Tax proposal disguised as multiple fees is all wrong
There used to be a time when citizens thought they were in charge of their governments. The threat of ouster at the ballot box meant that elected officials were reluctant to break the rules. Apparently, no longer.
Lawmakers are considering increasing the gas tax. Colorado purchasers already pay 18 cents per gallon in state taxes alone. Legislators expect to push forward a multibillion-dollar transportation bill that raises taxes by 8 cents per gallon phased-in over several years, in addition to several other fees including on ridesharing services such as Uber and Lyft and vital delivery services such as Amazon.
If the taxpayers were still in charge of the government, the Taxpayer’s Bill of Rights (TABOR) would be mandating their right to vote on whether your taxes go up.
Sponsors of this bill, which has not been introduced yet, will lie to you and maybe even themselves that the new proposed gas tax is a fee.

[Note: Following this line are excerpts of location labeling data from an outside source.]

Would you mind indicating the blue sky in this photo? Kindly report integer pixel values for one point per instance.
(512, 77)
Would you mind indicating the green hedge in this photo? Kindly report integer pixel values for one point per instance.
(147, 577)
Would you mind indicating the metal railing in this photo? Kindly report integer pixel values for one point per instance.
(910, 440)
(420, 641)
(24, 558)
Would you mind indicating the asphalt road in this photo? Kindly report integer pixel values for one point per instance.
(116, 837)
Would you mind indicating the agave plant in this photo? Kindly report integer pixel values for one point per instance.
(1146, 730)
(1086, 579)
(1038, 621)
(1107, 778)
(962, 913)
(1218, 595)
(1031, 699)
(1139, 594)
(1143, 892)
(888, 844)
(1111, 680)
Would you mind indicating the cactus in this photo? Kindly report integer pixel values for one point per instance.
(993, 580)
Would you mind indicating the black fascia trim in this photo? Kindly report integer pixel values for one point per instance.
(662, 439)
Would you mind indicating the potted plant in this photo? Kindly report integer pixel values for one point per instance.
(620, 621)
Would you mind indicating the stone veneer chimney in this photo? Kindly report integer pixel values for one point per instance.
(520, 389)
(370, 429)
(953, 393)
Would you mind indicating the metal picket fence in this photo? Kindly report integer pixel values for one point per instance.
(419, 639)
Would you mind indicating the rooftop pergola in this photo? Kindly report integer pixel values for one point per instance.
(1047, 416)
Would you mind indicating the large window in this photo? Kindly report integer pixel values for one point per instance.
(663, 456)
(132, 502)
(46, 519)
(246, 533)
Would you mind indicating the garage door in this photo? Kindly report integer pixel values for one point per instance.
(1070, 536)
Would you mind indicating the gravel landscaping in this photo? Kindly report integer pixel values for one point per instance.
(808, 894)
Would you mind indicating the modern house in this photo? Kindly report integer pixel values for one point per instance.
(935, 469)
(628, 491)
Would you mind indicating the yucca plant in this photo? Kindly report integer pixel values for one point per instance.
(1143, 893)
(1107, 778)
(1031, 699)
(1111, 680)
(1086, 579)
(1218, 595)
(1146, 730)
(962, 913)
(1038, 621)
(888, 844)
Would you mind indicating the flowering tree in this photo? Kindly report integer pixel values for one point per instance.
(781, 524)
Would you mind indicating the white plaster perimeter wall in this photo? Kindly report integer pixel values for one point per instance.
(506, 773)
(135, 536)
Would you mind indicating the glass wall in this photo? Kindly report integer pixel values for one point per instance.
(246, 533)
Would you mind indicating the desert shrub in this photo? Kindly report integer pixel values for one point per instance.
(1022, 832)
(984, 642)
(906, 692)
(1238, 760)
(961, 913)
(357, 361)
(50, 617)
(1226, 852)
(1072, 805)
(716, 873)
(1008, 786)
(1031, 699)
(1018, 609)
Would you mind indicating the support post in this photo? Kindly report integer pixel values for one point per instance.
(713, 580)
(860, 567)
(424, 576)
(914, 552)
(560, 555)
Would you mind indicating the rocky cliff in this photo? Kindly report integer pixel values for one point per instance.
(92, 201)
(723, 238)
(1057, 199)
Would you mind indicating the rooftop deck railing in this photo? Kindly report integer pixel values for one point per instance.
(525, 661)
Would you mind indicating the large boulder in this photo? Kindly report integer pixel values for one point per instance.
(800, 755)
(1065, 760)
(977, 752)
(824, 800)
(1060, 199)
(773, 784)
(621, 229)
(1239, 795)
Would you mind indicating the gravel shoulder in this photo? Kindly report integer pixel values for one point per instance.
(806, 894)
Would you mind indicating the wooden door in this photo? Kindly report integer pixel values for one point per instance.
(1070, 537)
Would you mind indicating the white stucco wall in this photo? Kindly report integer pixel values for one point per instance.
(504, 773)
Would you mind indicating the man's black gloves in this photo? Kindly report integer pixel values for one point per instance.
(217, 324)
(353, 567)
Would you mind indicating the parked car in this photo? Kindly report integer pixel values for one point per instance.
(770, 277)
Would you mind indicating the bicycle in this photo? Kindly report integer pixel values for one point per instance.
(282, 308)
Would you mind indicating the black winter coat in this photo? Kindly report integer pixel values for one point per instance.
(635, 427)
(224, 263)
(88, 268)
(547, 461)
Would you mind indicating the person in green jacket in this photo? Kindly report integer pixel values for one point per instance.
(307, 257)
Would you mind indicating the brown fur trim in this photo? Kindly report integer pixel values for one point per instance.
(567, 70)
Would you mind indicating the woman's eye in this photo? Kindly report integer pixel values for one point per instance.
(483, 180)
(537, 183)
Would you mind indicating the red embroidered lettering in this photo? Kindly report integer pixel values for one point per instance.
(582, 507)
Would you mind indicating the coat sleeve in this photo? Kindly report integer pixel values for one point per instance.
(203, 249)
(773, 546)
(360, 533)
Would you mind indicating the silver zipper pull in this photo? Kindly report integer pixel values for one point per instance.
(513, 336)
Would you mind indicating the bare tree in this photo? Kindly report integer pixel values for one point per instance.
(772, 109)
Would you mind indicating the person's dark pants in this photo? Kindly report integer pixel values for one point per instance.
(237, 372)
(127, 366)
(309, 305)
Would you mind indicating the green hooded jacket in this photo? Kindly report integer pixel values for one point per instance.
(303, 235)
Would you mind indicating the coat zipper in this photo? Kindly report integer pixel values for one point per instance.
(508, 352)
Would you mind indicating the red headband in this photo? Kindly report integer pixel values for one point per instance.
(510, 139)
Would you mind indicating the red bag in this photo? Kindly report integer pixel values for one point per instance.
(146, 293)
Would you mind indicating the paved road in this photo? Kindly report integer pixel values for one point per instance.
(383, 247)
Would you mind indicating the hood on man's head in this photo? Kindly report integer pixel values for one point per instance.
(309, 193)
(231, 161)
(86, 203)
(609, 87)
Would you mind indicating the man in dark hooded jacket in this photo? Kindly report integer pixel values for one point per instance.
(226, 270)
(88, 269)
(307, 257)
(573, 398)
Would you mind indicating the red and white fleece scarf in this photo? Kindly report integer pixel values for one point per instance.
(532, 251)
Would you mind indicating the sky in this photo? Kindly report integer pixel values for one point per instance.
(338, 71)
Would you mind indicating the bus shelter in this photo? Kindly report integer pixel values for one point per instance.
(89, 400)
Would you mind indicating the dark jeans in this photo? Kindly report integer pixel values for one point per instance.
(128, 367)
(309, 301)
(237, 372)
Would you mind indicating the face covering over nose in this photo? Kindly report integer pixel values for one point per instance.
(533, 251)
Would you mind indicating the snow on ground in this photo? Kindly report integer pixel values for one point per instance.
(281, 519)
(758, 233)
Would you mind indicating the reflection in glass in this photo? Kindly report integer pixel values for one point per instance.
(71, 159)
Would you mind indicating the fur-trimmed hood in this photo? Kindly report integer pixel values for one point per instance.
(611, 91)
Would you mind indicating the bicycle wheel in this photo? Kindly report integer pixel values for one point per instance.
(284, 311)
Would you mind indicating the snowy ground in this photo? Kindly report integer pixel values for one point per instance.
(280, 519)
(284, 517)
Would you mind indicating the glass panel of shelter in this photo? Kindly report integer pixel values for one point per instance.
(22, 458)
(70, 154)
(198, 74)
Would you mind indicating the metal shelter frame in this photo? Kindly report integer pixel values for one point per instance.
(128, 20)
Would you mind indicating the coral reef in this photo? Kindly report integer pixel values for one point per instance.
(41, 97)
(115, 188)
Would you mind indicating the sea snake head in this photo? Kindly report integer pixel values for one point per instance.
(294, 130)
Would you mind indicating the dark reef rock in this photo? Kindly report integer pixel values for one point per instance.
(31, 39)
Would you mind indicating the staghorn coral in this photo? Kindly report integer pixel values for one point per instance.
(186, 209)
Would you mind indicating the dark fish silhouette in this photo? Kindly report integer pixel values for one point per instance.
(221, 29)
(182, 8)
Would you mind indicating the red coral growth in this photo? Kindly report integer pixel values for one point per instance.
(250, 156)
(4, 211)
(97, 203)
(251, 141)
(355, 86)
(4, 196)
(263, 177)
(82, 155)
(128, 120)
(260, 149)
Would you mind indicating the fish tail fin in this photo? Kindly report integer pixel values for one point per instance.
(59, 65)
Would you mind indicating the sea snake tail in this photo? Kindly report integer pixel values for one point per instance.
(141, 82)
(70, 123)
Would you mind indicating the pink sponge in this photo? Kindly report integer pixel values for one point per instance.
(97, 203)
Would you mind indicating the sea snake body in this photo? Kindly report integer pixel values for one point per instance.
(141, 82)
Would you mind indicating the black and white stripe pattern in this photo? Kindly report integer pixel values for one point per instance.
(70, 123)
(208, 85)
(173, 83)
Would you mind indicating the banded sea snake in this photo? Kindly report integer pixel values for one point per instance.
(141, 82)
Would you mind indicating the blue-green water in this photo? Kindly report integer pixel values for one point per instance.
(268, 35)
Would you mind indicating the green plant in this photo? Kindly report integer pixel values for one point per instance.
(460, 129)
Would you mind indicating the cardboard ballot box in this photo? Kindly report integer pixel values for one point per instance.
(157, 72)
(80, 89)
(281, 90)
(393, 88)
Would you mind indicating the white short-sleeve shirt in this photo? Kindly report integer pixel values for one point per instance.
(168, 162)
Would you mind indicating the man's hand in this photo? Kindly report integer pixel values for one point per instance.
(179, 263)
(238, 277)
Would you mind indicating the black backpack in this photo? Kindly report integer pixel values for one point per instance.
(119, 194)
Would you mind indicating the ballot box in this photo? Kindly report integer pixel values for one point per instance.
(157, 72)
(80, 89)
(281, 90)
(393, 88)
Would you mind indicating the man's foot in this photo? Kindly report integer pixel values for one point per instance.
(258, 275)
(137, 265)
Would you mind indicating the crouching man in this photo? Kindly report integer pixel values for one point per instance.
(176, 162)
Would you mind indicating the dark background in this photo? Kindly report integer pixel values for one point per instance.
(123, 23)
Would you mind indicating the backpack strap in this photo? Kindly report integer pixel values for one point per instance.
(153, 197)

In a public Zoom presentation, state Sen. Faith Winter declared that it’s a fee because payers benefit from it. If that is now how we are to distinguish a tax from a fee, then is she saying that something is only a tax if the taxpayer does not benefit? That’s nonsense. Yet, Winter was almost gleeful in declaring that there are attorneys ready to fight for that lie.
A compliant judiciary has abetted the violations of TABOR many times. Essentially, the Colorado Supreme Court will allow the legislature to declare any tax to be a fee if it wishes to. It is the citizenry who must put down its collective foot.
Politicians’ old trick of pretending new taxes are “fees” was quashed last November when voters passed Proposition 117, stipulating that fees generating significant revenue, like taxes, require our prior consent.
The reason for requiring voter approval is self-evident. If a tax or fee has a valid purpose, its proponents should honestly and clearly explain the benefits to voters. The flaw in bypassing our vote is the dismissal of citizens’ control over how our tax money is spent.
If this is such a slam-dunk idea, with Colorado Concern and the governor behind it, then why do they fear citizens making the final decision? There are problems to solve and reasoned arguments for putting more funding into the transportation system. The wickedness of the effort is not in the intent to fix transportation problems, but in the dismissal of citizen control.
The Colorado Taxpayers Coalition instead proposes that a re-evaluation of spending priorities could direct more funds toward the hard costs of maintaining our transportation system. By wanting it all, the legislature is demanding more of your money at a time when families just can’t afford it. Your family makes difficult choices among many needs. Before government moves more funding from the private sector to the public sector, it should obtain final approval from the people who have to suffer the consequences
The proposed fiscal solution for a new gas tax without voter approval is an egregious violation of our constitutional guarantee that the people are the ultimate source of governmental power.
It is the citizens’ responsibility to call out those politicians who callously ignore the protections in our state Constitution. Insist that any new charge obtain prior voter approval before it is implemented. Bring to the attention of friends and family how the proposed measure would diminish your rights. Resist special interest arguments. An even broader action would be to protect yourself and other Colorado taxpayers by contacting your legislators and humbly urging them to vote “no” on any proposed gas tax hike.
Peg Brady, Christine Burtt and Penn Pfiffner are members of the Taxpayer’s Bill of Rights Committee, an organization that works to protect the integrity of TABOR.